Page MenuHomePhabricator

Action API: avoid using POST with action=query
Open, Stalled, MediumPublic

Description

Problem: POST is intended for requests that modify state, which queries should not do. Using POST for queries hides the query parameters from logs and metrics, making it harder to investigate incidents and identify usage patterns. It also makes it impossible to implement rules for specific queries (e.g. meta=tokens) in layers that sit in front of MediaWiki (e.g. for rate limiting in the API/REST gateway). Finally, POST requests have to be handled by the primary data center, preventing effective load balancing.

Proposal: The API documentation should include a recommendation to not use POST requests for queries, and if POST must be used, to include as many of the parameters as possible in the URL (compare T421288). Eventually, we should log a warning when receiving query requests as POST, and finally we should refuse such requests (possibly with some exceptions).

Exceptions:
Certain query modules require the request to be posted (codesearch). These would obviously have to be exempt from this rule. However, these modules should be examined to determine whether that requirement is actually needed, or accidental.

Sometimes it is necessary to list a large number of titles or IDs for processing in a query, which would exceed the maximum length of the URL if encoded in as query parameters. Using POST request for these cases could be allowed for users that have the apihighlimits right, since that indicates that the account is allowed to make expensive API queries.

Details

Related Changes in Gerrit:

Event Timeline

See also: T410883: Support HTTP QUERY method as standard alternative to Promise-Non-Write-API-Action header

IMHO we should make the QUERY method work before we deprecate using POST for the same purpose.

Proposal: The API documentation should include a recommendation to not use POST requests for queries, and if POST must be used, to include as many of the parameters as possible in the URL

How is the end user, tool writer, etc supposed to know how long of a URL can be used?

It can vary by browser, by servers...

The proposed solution here doesn't really seem to actually address the problem statement. I also agree with the other folks here where: a) Size is limited for query params which might be overly restrictive, b) it would be a change in established user behavior/integrations, c) the QUERY HTTP method is more compelling than simply forcing people to GET statements if we want to continue offering a query capability. QUERY is also supported in the latest version of OpenAPI, so it could be worth exploring next year.

That being said, the part of the problem statement that stood out to me (in addition to the comment about data center performance) is:

POST for queries hides the query parameters from logs and metrics

That seems like a more basic root cause, where we should figure out how to more effectively log parameters provided in POST bodies instead of creating a workaround for our own convenience/measurement purposes. I understand that there might be some POST body params that we wouldn't want to log (like long parse requests, for example), but creating a system where we can specifically exclude those values seems more correct. If the specific issue is the token handling though, I think it would be reasonable to say that including the token request in a POST body is explicitly not supported/"use at your own risk of rate limits" or something like that, since I do see where you're coming from with it being impossible to handle otherwise.

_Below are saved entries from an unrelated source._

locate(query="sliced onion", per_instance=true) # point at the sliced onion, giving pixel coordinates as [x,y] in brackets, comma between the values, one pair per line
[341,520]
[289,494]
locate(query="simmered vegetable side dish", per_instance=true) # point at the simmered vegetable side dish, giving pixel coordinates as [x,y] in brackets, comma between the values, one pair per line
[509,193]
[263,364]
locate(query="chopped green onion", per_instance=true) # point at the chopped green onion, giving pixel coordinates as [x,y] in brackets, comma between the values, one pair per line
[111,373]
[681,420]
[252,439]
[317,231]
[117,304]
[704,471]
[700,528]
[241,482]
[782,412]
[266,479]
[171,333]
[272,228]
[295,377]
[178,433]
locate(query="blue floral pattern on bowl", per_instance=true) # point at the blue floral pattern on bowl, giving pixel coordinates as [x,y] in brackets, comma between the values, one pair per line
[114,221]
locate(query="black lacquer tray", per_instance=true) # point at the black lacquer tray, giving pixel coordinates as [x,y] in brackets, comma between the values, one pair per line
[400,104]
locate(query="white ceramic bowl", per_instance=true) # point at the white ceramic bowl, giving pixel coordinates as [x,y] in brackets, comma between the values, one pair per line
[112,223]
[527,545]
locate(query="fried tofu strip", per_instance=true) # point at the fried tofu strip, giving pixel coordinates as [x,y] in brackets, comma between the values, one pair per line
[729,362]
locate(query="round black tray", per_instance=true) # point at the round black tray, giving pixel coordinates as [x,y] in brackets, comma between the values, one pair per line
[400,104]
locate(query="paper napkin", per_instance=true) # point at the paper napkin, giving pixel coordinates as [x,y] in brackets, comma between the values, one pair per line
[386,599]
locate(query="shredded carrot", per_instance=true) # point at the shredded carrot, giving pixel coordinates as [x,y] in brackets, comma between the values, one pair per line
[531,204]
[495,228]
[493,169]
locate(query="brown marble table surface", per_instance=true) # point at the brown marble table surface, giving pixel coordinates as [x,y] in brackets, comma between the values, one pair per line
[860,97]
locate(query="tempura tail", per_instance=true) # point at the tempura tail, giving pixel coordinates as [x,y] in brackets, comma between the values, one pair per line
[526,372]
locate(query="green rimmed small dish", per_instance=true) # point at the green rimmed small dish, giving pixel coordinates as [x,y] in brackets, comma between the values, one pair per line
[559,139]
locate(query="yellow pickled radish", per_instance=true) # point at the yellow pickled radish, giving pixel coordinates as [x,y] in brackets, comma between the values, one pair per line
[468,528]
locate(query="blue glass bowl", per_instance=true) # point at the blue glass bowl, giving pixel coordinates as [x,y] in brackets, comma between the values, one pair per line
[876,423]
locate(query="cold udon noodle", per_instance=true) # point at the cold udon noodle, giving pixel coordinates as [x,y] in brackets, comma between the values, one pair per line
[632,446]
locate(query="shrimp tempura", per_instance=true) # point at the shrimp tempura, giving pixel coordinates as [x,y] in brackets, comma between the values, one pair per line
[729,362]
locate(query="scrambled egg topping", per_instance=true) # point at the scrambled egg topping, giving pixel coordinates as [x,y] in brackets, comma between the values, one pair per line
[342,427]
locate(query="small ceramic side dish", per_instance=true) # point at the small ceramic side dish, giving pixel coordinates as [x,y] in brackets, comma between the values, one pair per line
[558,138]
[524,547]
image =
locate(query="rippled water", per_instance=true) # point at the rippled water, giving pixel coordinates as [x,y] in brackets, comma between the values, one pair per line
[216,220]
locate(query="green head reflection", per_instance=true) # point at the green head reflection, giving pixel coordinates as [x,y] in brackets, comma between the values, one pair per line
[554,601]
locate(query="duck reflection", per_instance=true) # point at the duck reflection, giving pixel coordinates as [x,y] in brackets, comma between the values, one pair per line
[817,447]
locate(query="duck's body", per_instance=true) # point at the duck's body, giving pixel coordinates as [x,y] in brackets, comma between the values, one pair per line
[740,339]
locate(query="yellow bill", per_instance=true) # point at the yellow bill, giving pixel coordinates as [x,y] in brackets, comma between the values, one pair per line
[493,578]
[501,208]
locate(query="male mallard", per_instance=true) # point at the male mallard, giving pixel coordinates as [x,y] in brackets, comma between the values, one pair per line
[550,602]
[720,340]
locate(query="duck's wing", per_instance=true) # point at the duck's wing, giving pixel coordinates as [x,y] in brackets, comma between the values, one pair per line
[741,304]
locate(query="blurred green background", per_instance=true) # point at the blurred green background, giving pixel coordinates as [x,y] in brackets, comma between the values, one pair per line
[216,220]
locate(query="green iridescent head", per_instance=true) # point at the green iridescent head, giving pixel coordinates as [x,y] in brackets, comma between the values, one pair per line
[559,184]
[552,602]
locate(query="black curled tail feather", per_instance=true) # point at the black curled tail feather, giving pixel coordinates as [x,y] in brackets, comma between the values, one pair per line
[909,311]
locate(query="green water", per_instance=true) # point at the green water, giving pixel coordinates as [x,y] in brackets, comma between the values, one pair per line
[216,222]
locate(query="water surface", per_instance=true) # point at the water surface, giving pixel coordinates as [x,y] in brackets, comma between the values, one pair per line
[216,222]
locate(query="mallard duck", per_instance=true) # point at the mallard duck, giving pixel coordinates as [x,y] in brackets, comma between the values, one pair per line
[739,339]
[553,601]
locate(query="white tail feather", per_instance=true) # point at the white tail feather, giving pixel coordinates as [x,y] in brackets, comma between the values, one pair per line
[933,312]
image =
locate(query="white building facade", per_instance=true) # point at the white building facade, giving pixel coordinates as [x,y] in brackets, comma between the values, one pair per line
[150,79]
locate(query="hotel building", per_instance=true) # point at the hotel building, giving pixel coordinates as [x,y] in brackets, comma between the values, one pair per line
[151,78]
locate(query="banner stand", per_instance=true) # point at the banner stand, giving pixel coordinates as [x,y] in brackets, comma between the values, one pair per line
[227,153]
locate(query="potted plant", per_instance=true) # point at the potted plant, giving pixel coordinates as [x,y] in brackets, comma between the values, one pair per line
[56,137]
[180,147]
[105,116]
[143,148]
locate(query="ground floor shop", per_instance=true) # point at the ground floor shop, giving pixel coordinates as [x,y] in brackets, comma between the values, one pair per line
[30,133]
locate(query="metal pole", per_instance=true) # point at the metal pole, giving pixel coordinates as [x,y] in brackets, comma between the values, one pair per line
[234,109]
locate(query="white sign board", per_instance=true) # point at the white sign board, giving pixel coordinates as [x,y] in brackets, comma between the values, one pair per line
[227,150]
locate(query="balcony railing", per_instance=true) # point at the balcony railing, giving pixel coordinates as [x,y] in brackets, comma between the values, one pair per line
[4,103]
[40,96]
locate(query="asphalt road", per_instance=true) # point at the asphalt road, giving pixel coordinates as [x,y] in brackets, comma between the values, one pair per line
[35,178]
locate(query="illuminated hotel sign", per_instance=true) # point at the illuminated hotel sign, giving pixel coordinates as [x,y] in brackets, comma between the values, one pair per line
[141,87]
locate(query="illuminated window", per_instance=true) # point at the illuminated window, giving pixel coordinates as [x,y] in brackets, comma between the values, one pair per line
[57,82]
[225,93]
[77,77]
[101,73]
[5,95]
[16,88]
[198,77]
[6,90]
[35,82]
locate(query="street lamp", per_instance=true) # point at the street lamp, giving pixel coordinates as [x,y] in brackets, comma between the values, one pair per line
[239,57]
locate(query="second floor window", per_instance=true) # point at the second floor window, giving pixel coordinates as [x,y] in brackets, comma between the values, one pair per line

Additionally, the API Etiquette page already calls out that we prefer if people use GET over POST for the Action API:

POST requests
Whenever you're reading data from the web service API, you should try to use GET requests if possible, not POST, as the latter are not cacheable and, in multi-datacenter configurations (including Wikimedia sites), may go to a farther data center.

That suggests that if folks are using POST anyway, they likely have good reason to (for things like exceeding URL sizes or frankly ease of use of setting a POST body over a long URL encoded value, which also seems somewhat valid). The fact that some query modules expect or require a POST also suggests its validity and that it would potentially be a pretty big breaking change for Action API users. If we do want to make a callout about specifically not requesting tokens through a POST body though, the etiquette page might be a good place to add a note about it.

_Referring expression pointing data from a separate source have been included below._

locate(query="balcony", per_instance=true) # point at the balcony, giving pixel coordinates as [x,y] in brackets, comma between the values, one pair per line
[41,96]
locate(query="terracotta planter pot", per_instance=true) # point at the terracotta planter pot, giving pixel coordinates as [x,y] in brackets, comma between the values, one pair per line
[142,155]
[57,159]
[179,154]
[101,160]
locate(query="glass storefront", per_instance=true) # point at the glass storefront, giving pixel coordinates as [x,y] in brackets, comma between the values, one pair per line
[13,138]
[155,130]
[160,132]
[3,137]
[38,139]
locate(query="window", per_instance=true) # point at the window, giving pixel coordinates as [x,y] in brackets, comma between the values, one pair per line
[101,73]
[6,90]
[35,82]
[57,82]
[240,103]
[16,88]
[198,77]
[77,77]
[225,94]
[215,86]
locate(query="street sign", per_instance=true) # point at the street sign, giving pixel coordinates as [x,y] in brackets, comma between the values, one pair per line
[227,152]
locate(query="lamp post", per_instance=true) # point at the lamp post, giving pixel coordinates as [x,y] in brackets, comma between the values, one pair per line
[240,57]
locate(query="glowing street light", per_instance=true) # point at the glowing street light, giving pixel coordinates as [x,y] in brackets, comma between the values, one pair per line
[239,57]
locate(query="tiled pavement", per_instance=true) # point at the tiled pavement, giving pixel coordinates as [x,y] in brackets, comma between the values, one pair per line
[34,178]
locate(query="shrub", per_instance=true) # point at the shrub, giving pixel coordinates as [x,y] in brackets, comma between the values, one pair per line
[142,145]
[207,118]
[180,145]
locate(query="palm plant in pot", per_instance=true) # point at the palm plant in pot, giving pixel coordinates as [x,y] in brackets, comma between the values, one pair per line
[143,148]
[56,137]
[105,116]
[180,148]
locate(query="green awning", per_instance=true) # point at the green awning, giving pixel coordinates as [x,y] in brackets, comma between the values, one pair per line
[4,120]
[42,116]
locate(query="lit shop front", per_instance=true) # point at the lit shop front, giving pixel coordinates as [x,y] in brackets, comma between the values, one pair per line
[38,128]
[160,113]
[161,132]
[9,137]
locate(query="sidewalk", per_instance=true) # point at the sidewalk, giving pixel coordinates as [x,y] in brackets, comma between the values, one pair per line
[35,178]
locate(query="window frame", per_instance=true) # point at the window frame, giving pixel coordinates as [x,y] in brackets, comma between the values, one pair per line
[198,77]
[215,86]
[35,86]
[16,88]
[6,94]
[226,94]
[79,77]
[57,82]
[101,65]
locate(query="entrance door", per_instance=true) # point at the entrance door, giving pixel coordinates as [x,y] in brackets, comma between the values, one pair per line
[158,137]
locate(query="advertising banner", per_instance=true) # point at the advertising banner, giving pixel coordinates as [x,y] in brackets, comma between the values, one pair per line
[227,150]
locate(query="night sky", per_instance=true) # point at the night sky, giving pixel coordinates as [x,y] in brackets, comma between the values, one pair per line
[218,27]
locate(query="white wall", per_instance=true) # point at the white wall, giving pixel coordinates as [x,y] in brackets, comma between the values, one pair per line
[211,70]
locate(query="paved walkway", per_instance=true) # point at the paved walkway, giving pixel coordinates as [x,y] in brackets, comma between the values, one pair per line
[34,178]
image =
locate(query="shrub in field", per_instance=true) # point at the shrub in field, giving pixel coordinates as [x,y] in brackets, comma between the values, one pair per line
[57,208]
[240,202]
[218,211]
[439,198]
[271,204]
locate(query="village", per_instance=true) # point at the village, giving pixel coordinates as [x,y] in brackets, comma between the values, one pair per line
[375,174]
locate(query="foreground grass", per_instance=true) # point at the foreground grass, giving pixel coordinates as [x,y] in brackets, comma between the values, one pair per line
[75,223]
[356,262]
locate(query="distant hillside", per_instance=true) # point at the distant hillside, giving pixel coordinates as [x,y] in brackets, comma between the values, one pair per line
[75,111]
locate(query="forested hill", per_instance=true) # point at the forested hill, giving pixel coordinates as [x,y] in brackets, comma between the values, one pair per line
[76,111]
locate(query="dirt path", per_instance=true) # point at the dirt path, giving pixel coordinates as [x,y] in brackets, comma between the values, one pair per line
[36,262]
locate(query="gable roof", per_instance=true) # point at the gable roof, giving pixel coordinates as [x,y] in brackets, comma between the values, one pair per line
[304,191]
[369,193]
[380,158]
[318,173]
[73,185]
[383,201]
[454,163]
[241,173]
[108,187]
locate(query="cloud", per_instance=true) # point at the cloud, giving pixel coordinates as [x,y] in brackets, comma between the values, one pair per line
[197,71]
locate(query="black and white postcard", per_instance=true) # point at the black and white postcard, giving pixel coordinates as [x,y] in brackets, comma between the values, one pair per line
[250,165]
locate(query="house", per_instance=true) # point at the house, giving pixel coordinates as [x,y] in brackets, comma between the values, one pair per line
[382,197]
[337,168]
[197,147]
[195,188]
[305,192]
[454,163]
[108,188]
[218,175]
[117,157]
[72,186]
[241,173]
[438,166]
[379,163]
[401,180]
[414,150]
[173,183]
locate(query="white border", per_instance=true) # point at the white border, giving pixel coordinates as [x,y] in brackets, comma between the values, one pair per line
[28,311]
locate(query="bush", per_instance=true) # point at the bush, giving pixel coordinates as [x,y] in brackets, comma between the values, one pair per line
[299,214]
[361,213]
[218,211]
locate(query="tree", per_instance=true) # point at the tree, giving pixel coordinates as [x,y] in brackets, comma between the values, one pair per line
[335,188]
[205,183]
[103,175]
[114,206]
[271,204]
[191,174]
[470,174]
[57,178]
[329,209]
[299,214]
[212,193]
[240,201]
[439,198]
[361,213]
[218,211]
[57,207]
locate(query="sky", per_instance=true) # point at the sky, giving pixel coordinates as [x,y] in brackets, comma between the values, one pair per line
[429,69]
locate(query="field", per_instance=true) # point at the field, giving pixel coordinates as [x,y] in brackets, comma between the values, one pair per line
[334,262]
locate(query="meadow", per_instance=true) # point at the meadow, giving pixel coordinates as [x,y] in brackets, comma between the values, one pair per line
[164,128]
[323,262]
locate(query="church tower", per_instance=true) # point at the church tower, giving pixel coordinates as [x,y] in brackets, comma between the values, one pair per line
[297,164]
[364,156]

The other questions I have here are:

  1. How frequently is POST used for query over GET for queries? Looking at turnilo, it looks like it's less than 1% of requests, but I want to confirm that.
  2. What proportion of POST requests would exceed URL max lengths? (assuming a modern browser + our actual server config)
  3. What types of POSTs are you specifically concerned about? Is it restricted to the token request, or just in general?
  4. What is the risk & performance impact of unnecessary POSTs today? What actions besides query should we be considering in that? (for example, I think people typically use POST for parse requests even though they don't technically have to).

But yeah, I definitely tend to agree with @Reedy & @LucasWerkmeister on this one, where it seems like a bit of a knee jerk reaction to disable POST entirely. My strong preference would be to explore QUERY as an HTTP verb, potentially as a new REST endpoint alternative instead of breaking the existing Action API functionality.

But yeah, I definitely tend to agree with @Reedy & @LucasWerkmeister on this one, where it seems like a bit of a knee jerk reaction to disable POST entirely. My strong preference would be to explore QUERY as an HTTP verb, potentially as a new REST endpoint alternative instead of breaking the existing Action API functionality.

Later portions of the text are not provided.